As soon as I made this correction and did another scan, I was thrilled to see the point cloud actually align with the room I scanned.

So now:

AltiCorrected=Alti-67

Φ=90+(AltiCorrected*0.45)

θ=Azi*.45

x=r*sinΦ*cosθ

y=r*sinΦ*sinθ

z=r*cosΦ

Make sure to convert the angles to radians before inputting them in the trig functions (or otherwise use the trig functions in degree mode).

 

I’ve been testing the equations in a massive Excel spreadsheet. I copy the entire output of the Serial monitor and then paste it into predefined columns in the template, and then it does all the necessary math. Now that I know it works, I can work on automating a more streamlined method.

 

Serial Monitor does not log when my computer screen sleeps. I didn’t realize this at first and ended up with several scans missing significant sections of data. Caffeine for Mac is an easy way to keep the computer awake and avoid this issue.

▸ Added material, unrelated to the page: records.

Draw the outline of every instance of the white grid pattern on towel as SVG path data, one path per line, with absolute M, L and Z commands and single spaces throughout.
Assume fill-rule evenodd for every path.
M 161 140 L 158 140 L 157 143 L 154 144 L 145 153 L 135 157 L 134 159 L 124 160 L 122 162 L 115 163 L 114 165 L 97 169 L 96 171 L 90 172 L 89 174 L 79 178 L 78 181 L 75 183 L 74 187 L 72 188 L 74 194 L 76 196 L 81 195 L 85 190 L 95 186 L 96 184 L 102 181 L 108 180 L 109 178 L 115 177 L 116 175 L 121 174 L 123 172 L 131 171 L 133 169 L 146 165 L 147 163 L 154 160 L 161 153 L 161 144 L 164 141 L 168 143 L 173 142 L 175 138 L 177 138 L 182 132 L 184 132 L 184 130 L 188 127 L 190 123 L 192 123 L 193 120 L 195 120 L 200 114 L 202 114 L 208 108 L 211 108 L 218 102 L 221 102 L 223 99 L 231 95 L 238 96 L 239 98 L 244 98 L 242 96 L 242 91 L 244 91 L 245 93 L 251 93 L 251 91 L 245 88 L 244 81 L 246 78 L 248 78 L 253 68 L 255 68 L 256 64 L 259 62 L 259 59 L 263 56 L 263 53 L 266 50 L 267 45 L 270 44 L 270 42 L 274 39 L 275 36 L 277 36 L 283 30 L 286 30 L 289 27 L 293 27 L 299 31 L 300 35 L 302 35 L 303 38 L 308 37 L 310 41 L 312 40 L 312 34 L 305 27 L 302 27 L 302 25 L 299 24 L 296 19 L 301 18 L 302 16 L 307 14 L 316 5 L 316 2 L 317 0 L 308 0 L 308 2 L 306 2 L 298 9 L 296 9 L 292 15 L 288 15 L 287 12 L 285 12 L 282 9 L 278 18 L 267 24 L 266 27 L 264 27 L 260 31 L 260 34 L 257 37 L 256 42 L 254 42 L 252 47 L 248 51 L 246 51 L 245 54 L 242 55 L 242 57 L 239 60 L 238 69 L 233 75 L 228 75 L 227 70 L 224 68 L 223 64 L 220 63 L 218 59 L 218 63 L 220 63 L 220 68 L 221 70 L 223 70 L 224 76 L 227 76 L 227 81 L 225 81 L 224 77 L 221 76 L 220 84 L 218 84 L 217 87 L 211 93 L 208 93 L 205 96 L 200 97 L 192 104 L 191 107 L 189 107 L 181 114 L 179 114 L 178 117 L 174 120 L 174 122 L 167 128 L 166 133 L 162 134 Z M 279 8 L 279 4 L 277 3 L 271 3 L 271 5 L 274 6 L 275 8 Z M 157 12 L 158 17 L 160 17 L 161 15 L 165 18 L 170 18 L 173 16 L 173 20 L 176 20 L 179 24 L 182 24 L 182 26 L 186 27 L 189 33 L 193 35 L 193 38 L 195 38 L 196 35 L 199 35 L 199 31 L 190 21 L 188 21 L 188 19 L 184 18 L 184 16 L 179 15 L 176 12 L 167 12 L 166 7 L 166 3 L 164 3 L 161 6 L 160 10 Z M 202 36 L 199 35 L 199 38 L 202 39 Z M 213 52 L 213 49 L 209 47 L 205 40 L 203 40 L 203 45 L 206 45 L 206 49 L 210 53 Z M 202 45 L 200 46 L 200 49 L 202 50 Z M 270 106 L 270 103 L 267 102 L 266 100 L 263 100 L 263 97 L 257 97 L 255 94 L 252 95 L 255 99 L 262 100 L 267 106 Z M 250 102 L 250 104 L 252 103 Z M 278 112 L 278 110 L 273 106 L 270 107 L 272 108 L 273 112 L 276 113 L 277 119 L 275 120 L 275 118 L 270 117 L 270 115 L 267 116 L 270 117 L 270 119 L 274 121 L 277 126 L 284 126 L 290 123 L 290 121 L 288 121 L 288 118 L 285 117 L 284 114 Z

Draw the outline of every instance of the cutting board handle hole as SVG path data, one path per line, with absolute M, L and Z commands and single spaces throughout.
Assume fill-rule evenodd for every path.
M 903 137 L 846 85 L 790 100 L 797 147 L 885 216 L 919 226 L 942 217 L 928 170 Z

Azi’s zero seems to slide as it scans – as a result, the “walls” tend to have diagonal, sloping edges. I still haven’t reprinted the motor 2 housing – that might be the issue. It’s kind of tricky to get a picture of the point cloud at an angle that makes it clear – the visualization is much easier to see with some movement. I made a short video showcasing the most complete point cloud I’ve gotten so far.

This point cloud is actually a mirrored representation of my space – I’ll have to play around with the calculations some more to get the “x” axis (*I’m just calling it x, I don’t actually know which way it’s flipped relative to the points yet) going the other direction.